FIG. 1 is a schematic configuration diagram of a main part of an electronic computer according to an embodiment of the present invention, and FIG. 2 is a diagram schematically illustrating a basic concept of simultaneous execution possibility determination processing for a plurality of instructions. 1: Instruction buffer (fetch circuit)
2 instruction distributor, 3 instruction execution unit, 4 decoder, 5 simultaneous execution possibility detection unit (first processing unit), 5a decoder, 5b test unit, 6 abort signal supply unit (second unit) Processing unit).

────────────────────────────────────────────────── ─── Continuation of the front page (56) References JP-A-1-150935 (JP, A) JP-A-3-282958 (JP, A) JP-A-3-245223 (JP, A) JP-A-2- 130634 (JP, A) JP-A-2-206683 (JP, A) JP-A-3-91029 (JP, A) JP-A-2-33626 (JP, A) JP-A-57-29153 (JP, A) (58) Field surveyed (Int.Cl. ⁶ , DB name) G06F 9/38

Claims (1)

(57) [Claims] An electronic computer having a plurality of execution means for simultaneously executing a plurality of instructions, wherein the fetch means fetches a plurality of instructions to be simultaneously executed, and wherein the fetch means fetches the plurality of instructions.

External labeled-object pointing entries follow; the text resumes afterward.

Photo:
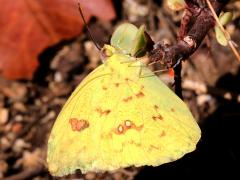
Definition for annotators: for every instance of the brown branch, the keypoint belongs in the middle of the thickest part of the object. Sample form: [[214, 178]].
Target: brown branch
[[196, 23]]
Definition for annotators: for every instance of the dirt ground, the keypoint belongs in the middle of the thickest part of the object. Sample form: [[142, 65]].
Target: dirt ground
[[211, 83]]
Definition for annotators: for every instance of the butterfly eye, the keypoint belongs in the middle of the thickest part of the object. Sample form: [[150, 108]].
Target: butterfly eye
[[106, 52]]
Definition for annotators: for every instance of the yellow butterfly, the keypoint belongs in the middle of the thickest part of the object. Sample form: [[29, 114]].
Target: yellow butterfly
[[121, 115]]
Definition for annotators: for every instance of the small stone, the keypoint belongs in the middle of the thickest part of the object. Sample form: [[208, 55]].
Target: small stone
[[19, 107], [58, 77], [19, 145], [4, 114], [3, 168]]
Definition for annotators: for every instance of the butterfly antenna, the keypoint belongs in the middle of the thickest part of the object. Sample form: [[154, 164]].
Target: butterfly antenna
[[88, 29]]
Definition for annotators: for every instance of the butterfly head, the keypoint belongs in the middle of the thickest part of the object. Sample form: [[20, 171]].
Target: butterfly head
[[130, 40]]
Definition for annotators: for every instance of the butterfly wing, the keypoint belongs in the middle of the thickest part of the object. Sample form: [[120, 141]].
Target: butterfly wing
[[115, 118]]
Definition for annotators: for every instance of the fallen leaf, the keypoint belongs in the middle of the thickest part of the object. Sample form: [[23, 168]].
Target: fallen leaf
[[28, 27]]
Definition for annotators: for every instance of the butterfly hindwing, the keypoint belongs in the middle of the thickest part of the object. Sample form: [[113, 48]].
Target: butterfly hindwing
[[116, 118]]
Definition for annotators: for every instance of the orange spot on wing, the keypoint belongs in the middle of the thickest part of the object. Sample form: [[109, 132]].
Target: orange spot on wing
[[104, 88], [158, 117], [78, 125], [127, 99], [103, 112], [123, 128], [154, 147], [156, 107], [140, 94]]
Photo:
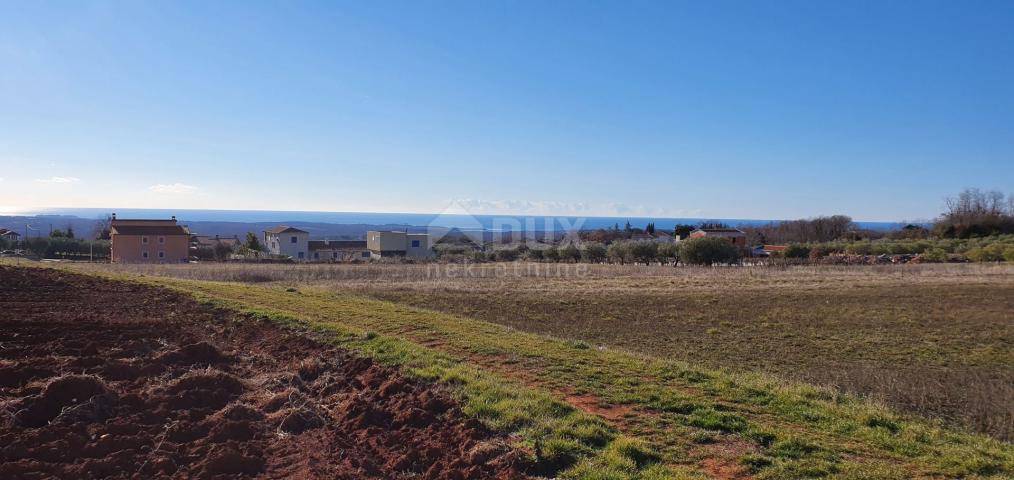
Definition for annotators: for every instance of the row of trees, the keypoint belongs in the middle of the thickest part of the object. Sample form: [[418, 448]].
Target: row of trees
[[707, 251], [60, 247], [976, 213], [825, 228]]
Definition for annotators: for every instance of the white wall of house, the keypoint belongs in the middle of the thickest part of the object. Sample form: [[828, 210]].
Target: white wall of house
[[418, 246], [290, 244], [412, 245]]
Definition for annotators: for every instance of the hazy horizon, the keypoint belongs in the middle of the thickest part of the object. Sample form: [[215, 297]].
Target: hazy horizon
[[717, 110]]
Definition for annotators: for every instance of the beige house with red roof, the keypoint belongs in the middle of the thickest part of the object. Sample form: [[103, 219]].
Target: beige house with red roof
[[148, 241], [288, 242], [735, 235]]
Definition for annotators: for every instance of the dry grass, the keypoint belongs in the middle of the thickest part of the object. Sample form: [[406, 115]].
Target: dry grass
[[932, 339]]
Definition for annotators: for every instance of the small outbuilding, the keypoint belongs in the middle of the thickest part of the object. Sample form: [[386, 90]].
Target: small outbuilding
[[735, 235]]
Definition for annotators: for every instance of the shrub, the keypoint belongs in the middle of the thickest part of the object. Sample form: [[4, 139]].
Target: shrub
[[619, 252], [992, 253], [934, 255], [570, 253], [644, 252], [505, 255], [708, 251], [797, 251], [668, 252], [593, 253], [552, 254]]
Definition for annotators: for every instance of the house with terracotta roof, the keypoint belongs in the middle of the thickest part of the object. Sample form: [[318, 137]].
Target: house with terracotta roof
[[288, 242], [735, 235], [148, 241], [338, 251], [9, 234], [657, 237]]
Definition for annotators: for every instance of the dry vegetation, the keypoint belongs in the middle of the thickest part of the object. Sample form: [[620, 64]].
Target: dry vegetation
[[932, 339]]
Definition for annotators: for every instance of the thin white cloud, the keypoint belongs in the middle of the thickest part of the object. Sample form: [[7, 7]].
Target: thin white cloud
[[177, 189], [553, 208], [59, 180]]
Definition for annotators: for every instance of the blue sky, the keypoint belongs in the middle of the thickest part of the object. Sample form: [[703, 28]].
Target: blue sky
[[720, 110]]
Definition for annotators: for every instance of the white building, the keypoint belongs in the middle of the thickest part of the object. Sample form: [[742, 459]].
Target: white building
[[288, 242], [399, 244]]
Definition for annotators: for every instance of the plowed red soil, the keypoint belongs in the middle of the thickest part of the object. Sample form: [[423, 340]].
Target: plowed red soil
[[102, 379]]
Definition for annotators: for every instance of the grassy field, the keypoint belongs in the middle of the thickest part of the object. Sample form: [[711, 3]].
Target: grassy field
[[937, 340], [619, 344]]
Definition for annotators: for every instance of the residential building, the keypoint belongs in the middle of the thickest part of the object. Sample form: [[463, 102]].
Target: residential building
[[735, 235], [338, 251], [774, 249], [399, 244], [148, 241], [288, 242], [657, 236], [9, 234]]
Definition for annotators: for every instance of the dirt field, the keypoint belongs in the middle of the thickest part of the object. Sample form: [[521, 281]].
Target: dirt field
[[100, 379], [932, 339]]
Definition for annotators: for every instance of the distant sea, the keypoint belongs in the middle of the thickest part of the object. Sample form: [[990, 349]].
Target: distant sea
[[487, 222]]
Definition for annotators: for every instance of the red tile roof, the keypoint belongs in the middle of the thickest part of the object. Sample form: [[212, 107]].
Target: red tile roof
[[285, 229], [148, 230]]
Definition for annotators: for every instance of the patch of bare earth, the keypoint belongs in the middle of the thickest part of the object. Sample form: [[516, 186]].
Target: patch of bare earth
[[100, 379]]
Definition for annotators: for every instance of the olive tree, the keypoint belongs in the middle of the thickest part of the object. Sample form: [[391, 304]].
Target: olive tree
[[708, 251]]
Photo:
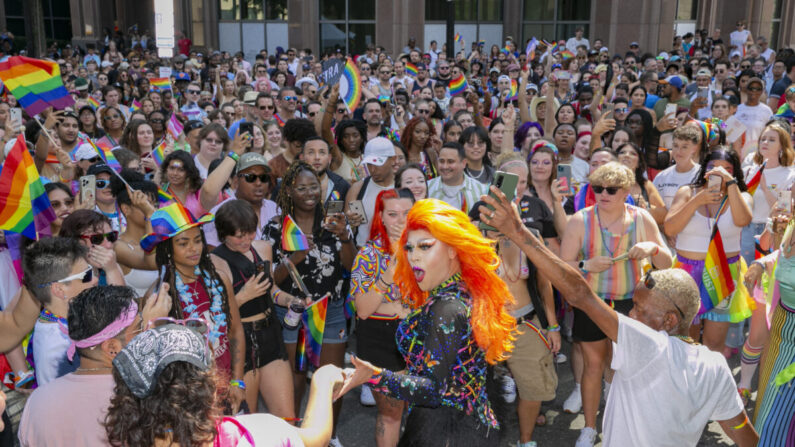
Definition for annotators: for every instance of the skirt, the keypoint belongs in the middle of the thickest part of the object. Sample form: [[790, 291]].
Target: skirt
[[775, 405], [733, 308]]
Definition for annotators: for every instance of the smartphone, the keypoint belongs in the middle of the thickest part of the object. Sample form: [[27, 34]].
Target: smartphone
[[506, 182], [358, 207], [88, 189], [714, 182], [565, 177]]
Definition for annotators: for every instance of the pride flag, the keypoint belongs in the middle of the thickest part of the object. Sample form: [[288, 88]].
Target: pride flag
[[159, 84], [716, 277], [174, 126], [458, 85], [755, 180], [24, 206], [35, 83], [293, 239]]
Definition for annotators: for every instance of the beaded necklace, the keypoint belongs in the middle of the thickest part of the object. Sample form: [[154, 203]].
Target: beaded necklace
[[213, 289]]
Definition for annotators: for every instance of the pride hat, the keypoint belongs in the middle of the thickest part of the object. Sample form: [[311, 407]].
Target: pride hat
[[168, 222]]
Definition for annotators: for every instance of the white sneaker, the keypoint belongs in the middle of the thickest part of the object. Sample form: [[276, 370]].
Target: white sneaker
[[366, 397], [508, 389], [587, 437], [573, 403]]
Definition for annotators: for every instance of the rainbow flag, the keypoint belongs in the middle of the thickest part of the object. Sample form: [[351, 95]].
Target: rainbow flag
[[314, 319], [716, 277], [159, 84], [93, 103], [35, 83], [353, 94], [755, 180], [293, 239], [174, 126], [158, 154], [566, 54], [458, 85], [24, 206], [514, 93]]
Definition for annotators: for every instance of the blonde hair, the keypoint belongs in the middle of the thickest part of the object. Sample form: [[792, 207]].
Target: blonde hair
[[613, 174], [787, 153]]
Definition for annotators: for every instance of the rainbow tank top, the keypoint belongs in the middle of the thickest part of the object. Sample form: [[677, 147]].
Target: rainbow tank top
[[618, 282]]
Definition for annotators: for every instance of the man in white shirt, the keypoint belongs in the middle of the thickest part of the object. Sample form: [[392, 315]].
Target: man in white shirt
[[666, 387], [577, 40]]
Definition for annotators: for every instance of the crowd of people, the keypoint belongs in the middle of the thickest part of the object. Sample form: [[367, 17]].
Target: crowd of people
[[162, 301]]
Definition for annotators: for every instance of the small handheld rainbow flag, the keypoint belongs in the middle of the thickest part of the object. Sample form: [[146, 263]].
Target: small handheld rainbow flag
[[174, 126], [458, 85], [159, 84], [24, 206], [35, 83], [755, 180], [93, 103], [293, 239], [716, 277]]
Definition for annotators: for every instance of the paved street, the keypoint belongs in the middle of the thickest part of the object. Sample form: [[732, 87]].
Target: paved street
[[357, 423]]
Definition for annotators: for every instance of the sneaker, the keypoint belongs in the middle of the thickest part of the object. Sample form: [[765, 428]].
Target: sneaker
[[587, 437], [366, 397], [573, 403]]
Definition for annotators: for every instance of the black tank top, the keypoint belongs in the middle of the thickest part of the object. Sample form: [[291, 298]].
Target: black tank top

Multiple instructions
An instruction supply unit for performing a process of supplying each of the plurality of execution units, wherein the plurality of instructions are respectively supplied to the plurality of execution units by the instruction supply unit, and the simultaneous execution proceeds. A first processing means for detecting an instruction which cannot be executed simultaneously among the plurality of instructions; and an execution means for detecting an instruction which cannot be executed simultaneously by the first processing means. And a second processing means for stopping the execution of the instruction detected as being unable to be executed simultaneously.